You can copy and paste code.
There are times when it is the right thing to do. We are taught not to do it because, more often than when it is the right thing to do, it is the lazy thing to do.
It is not the right thing to do when you’re copying an idea that, if you change it, will have to be changed everywhere you copy it. If everywhere you copy it it needs to vary independently then it’s good to copy.
You can dedupe code
The thing that makes not-copying difficult to write is you’ll need a good name. Avoiding creating bad names is good but avoiding creating good names is bad.
If we can get a good name out of you then the code becomes easier to read. You’ve discovered a useful abstraction that saves readers time.

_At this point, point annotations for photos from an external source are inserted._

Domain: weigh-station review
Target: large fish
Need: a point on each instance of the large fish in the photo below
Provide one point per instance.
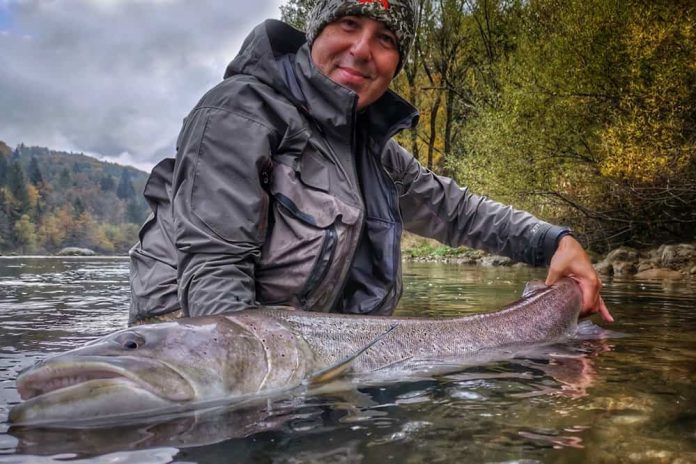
(192, 361)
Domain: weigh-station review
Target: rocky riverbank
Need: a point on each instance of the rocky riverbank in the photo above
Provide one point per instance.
(663, 262)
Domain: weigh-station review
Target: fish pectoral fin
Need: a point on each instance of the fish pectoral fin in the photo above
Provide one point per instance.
(332, 372)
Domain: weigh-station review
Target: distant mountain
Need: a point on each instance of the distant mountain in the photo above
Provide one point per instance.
(51, 199)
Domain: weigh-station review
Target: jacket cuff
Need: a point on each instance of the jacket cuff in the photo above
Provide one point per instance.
(549, 242)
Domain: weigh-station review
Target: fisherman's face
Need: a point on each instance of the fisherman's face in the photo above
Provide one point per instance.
(359, 53)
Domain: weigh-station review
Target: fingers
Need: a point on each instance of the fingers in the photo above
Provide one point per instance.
(552, 276)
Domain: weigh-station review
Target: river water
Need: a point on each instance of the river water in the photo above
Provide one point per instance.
(623, 395)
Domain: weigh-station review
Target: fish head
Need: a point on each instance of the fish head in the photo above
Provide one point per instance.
(141, 369)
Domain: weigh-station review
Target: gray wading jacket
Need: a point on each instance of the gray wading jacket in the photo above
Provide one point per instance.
(282, 194)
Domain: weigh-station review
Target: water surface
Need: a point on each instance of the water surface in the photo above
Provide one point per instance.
(626, 398)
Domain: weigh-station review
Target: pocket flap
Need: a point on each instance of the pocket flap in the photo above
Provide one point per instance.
(313, 172)
(316, 207)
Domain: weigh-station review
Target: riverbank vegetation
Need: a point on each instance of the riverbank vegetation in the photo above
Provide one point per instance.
(50, 200)
(580, 111)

Sometimes duping is required
However, sometimes code expresses a different idea that varies independently and just happens to look the same. In this case duplication is no sin.

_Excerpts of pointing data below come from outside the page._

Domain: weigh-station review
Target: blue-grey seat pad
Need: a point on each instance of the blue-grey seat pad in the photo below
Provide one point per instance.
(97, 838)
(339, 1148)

You can’t tell by looking at the copied code. Being the same code character for character isn’t the sin.
Just because x
and y
both happen to equal 1
doesn’t, on its own, mean one of them has to go. No, but if you had a rule that said x
must equal y
then you should question whether you really need y
.
Uncertainty
What if you can’t predict the future and aren’t sure if it needs to vary independently? In that case, consider avoiding copying simply because it makes it harder to see what you have done. Requirements change isn't the only thing that forces change. Discovered bugs force change as well. It's not fun to find you've copied a bug to a bunch of different places and left yourself no easy way to find every place. Also there's refactoring. Your copy might be an easy to detect dupe now but then someone refactors it and suddenly it's a dupe (still does the same thing for the same reasons) that looks completely different.
When you give a snippet of code a name and reuse that name you are making the reuse explicit, ensuring that each use changes together, and hopefully used a good name on a good abstraction. When you don't need those features, copy as you please.
Try again later
You might read this and conclude that since these features were desired the junior developer made a mistake. Hold on. Often the easy way to reuse code is to first copy it, figure out what code needs to be created to support it, and test that it really does what you need it to do. Then consider factoring it out with a name and abstraction (method, object, etc). Yes, copy and paste can be a good first step to explicitly reusing code. Which is exactly what you used it for.
Mark your path
But this only works if you know where all that copying happened. You were lucky you could find it. People with questions and bathroom trips interrupt at the most inconvenient times. So if you want to be a casual copier consider adopting a habit of documenting where your code came from when you copy it. A quick little comment can save your bladder and ensure that the reuse is detectable.